Weiss Jérôme
Epidemiology and Statistics Unit, Health Directorate, Ministry of Health and Social Security, L-1433 Luxembourg, Luxembourg.
Int J Environ Res Public Health. 2025 Mar 4;22(3):376. doi: 10.3390/ijerph22030376.

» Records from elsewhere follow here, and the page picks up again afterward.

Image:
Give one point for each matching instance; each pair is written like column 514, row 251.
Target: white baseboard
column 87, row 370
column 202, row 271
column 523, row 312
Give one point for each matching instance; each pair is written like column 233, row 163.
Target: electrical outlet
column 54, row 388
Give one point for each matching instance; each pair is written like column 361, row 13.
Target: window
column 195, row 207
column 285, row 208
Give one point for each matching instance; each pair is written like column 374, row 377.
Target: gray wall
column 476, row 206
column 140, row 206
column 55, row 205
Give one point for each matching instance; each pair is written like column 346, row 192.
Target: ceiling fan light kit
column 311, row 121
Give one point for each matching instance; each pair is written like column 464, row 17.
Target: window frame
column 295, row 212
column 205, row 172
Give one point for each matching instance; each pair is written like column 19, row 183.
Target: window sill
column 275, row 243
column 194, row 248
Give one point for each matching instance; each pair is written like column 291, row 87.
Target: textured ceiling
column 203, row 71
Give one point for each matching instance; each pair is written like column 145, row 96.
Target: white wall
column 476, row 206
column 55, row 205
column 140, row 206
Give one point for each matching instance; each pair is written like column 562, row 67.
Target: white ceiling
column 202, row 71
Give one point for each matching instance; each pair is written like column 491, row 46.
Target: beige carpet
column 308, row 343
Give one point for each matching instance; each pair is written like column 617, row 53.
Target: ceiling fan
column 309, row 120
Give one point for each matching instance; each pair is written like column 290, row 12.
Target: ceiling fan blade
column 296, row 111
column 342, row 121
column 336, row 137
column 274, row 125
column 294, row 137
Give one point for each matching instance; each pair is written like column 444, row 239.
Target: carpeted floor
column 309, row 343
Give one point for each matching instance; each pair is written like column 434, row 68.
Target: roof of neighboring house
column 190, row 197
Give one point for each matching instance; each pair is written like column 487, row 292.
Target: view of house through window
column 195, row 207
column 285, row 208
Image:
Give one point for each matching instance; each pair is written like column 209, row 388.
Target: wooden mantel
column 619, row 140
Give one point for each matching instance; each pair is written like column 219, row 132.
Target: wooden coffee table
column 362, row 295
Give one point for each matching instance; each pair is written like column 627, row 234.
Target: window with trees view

This study aims to assess the short-term effects of extreme heat, cold, and air pollution episodes on excess mortality from natural causes in Luxembourg over 1998-2023. Using a high-resolution dataset from downscaled and bias-corrected temperature (ERA5) and air pollutant concentrations (EMEP MSC-W), weekly mortality p-scores were linked to environmental episodes. A distributional regression approach using a logistic distribution was applied to model the influence of environmental risks, capturing both central trends and extreme values of excess mortality. Results indicate that extreme heat, cold, and fine particulate matter (PM) episodes significantly drive excess mortality. The estimated attributable age-standardized mortality rates are 2.8 deaths per 100,000/year for extreme heat (95% CI: [1.8, 3.8]), 1.1 for extreme cold (95% CI: [0.4, 1.8]), and 6.3 for PM episodes (95% CI: [2.3, 10.3]). PM-related deaths have declined over time due to the reduced frequency of pollution episodes. The odds of extreme excess mortality increase by 1.93 times (95% CI: [1.52, 2.66]) per extreme heat day, 3.49 times (95% CI: [1.77, 7.56]) per extreme cold day, and 1.11 times (95% CI: [1.04, 1.19]) per PM episode day. Indicators such as return levels and periods contextualize extreme mortality events, such as the p-scores observed during the 2003 heatwave and COVID-19 pandemic. These findings can guide public health emergency preparedness and underscore the potential of distributional modeling in assessing mortality risks associated with environmental exposures.
本研究旨在评估1998年至2023年期间极端高温、寒冷和空气污染事件对卢森堡自然原因导致的超额死亡率的短期影响。利用来自降尺度和偏差校正后的温度(ERA5)以及空气污染物浓度(EMEP MSC-W)的高分辨率数据集,将每周死亡率p值与环境事件相关联。采用基于逻辑分布的分布回归方法来模拟环境风险的影响,捕捉超额死亡率的中心趋势和极值。结果表明,极端高温、寒冷和细颗粒物(PM)事件显著推动了超额死亡率。估计的归因年龄标准化死亡率分别为:极端高温时每10万人年2.8例死亡(95%置信区间:[1.8, 3.8]),极端寒冷时为1.1例(95%置信区间:[0.4, 1.8]),PM事件时为6.3例(95%置信区间:[2.3, 10.3])。由于污染事件频率降低,与PM相关的死亡人数随时间有所下降。每出现一个极端高温日,极端超额死亡率的几率增加1.93倍(95%置信区间:[1.52, 2.66]),每出现一个极端寒冷日增加3.49倍(95%置信区间:[1.77, 7.56]),每出现一个PM事件日增加1.11倍(95%置信区间:[1.04, 1.19])。诸如重现期和周期等指标将极端死亡事件置于背景之中,例如2003年热浪和新冠疫情期间观察到的p值。这些发现可为公共卫生应急准备提供指导,并突出分布模型在评估与环境暴露相关的死亡风险方面的潜力。